France : Éric Zemmour tenté par la présidentielle

Des soutiens du polémiste condamné pour incitation à la haine lancent un site pour soutenir sa candidature. Il ne dément pas réfléchir à l’Élysée. Ce qui pourrait gêner Marine Le Pen.

Ce n’est encore que l’ébauche d’une plateforme numérique. Un site, baptisé “JesignepourZemmour” qui invite ses partisans à se tenir informés de son actualité. Mais ajouté à la récente couverture de L’Express (“La tentation présidentielle”) ainsi qu’à celle du magazine de la droite dure Valeurs actuelles (“La tentation Zemmour”), le doute n’est plus permis. L’auteur du Suicide français (Albin Michel), vendu en 2014 à près de 500 000 exemplaires et condamné pour provocation à la haine songe sérieusement à se présenter à la présidentielle de l’an prochain.

Interrogé récemment sur la chaîne Paris Première, Éric Zemmour ne s’est pas totalement dévoilé. “Ce n’est pas ici et aujourd’hui que je vais vous le dire”, répondait-il à une question sur ses ambitions. Mais sans nier qu’il se prépare.

Le fait est que le polémiste qui écrit toujours dans Le Figaro et booste surtout l’audience de CNews (900 000 spectateurs pour son émission Face à l’info tous les soirs) consulte et teste l’hypothèse de sa mise sur orbite présidentielle dans les milieux d’extrême droite. Le maire d’Orange, Jacques Bompard, le soutient. Tout comme celui de Béziers, Robert Ménard, qui rêve d’une droite “hors les murs”. Marion Maréchal-Le Pen l’observe aussi.
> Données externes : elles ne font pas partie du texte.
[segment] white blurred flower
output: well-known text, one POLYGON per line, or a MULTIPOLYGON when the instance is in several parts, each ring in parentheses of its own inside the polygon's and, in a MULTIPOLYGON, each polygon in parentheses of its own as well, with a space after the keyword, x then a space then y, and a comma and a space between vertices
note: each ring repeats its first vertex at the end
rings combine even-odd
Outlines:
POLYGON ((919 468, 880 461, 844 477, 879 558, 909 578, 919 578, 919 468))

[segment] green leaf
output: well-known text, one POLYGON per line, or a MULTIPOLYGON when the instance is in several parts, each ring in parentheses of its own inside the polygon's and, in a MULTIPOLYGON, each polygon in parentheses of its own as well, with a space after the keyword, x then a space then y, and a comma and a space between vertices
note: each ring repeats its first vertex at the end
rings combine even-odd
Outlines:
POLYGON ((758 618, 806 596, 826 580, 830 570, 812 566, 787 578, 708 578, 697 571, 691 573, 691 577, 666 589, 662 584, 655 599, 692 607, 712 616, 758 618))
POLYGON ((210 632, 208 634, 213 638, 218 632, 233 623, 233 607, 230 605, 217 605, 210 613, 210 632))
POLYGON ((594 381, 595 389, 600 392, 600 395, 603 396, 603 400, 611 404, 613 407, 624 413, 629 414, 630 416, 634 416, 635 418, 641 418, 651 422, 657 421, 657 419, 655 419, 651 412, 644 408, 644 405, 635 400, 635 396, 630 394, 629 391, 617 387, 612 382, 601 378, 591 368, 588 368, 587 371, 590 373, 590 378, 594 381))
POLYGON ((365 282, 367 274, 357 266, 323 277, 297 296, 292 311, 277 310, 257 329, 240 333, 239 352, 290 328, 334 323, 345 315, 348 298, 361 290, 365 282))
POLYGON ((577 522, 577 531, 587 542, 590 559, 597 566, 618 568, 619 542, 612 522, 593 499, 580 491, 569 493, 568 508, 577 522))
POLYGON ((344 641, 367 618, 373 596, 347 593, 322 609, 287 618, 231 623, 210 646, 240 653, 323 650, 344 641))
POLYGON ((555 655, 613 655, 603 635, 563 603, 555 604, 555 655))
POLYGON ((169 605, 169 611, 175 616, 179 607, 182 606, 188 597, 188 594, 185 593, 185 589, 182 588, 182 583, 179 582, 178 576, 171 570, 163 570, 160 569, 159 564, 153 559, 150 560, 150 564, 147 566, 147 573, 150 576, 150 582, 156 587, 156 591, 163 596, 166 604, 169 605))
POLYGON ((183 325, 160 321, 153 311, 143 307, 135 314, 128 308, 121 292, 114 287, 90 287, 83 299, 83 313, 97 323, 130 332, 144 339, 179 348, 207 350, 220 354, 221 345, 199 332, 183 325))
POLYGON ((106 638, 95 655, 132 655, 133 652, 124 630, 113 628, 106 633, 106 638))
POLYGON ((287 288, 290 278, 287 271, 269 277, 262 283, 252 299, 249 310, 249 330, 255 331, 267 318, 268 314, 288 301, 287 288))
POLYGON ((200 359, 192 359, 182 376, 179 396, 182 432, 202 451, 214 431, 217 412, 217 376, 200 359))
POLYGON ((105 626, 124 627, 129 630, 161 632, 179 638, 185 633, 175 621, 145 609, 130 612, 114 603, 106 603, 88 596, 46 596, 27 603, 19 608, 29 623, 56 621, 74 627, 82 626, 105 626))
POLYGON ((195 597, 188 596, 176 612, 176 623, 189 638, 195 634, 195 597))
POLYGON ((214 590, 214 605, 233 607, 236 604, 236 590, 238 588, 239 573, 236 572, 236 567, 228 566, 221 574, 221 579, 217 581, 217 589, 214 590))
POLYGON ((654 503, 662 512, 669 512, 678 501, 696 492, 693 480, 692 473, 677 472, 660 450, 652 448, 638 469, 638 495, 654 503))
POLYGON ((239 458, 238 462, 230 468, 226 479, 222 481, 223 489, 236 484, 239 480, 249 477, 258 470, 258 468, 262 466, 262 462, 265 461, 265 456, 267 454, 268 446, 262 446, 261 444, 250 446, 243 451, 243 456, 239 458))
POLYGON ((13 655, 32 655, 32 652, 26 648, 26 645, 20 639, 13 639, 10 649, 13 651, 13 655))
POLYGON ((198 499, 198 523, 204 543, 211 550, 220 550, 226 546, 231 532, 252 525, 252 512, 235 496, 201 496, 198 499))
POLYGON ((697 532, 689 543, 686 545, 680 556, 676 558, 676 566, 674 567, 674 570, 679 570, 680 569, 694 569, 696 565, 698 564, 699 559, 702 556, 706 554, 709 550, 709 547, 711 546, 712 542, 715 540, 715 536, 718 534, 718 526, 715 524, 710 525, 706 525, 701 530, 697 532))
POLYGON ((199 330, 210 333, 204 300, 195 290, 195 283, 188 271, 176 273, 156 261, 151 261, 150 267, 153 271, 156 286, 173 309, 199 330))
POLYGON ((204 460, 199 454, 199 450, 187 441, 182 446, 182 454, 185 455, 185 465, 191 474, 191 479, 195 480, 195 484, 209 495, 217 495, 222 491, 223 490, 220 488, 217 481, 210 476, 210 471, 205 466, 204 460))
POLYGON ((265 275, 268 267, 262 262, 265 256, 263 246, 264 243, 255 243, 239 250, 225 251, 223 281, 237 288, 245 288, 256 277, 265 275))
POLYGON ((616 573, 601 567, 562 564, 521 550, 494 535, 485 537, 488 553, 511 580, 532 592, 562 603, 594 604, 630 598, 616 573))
Un sondage Ifop le crédite d’un potentiel électoral de 13 %. “Non négligeable”, selon l’institut, même si son directeur général adjoint Frédéric Dabi met en garde :

L’audience médiatique ne construit pas forcément une candidature présidentielle”.

Au RN, même pas peur ?

Au Rassemblement national (RN), on est aux aguets, même si Marine Le Pen minimise le danger. “Il y a vouloir et pouvoir. Moi quand j’étais jeune, je voulais être Miss France, a-t-elle confié à ses proches selon l’enquête de L’Express. Mais Zemmour ne s’en cache pas. Il trouve “nulle” et “trop à gauche” la présidente du RN. Et claironne déjà ses idées qui pourraient se muer en programme : l’arrêt de l’immigration, la fin du droit du sol, la préférence nationale pour les allocations familiales, notamment.

Lors des européennes, le parti d’extrême droite lui avait proposé une place sur sa liste. Zemmour avait refusé. De place, Zemmour ne veut que la première.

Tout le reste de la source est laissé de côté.